Overall this is a good introductory text but I think there is much important information left out especially from the Vajrayana Buddhist perspective which is a much more open and available set of lineages than the Hindu tantrics in India who mainly practice in secret due to scorn they receive from the conservative orthodox Hindus who strangely enough were strongly influenced in this view by the rule of Victorian Brits. The heyday of tantric society was in Medieval India but stretched far beyond there into Tibet, China, Japan, Indonesia, Mongolia, and Central Asian Turkic and Indo-Iranian regions. Hatha yoga is a both a child and a sibling of tantra and Ayurvedic medicine is also employed in tantra. It should also be noted that tantric society was egalitarian - the Brahmanistic caste system was rejected - ritual purity was re-defined.
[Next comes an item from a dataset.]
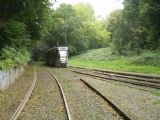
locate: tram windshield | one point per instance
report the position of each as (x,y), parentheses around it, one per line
(63,53)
There was a certain amount of counter-cultural defiance and behavior that appeared blasphemous.


In Vajrayana Buddhism tantra is called the resultant or fruition vehicle since all activities are approached as if we are already enlightened. Here is a quote along those lines:


“The Tantric adepts enjoy the beauty of the spiritual path because all the while they are traveling toward the sublime goal of Self-realization, or liberation, they are certain of the fact that they are always already liberated and merely have to rediscover, remember, or recognize this eternal verity. As the adept-poetes Lalla sang:


"If your desires have snapped the threads of the web of time,
You may live at home or take your abode in a forest;
Knowing that the Pure Self is all-pervading,
As you will know, so shall you be"


I am also reading Feuerstein’s monumental book “The Yoga Tradition” which is quite detailed and comprehensive.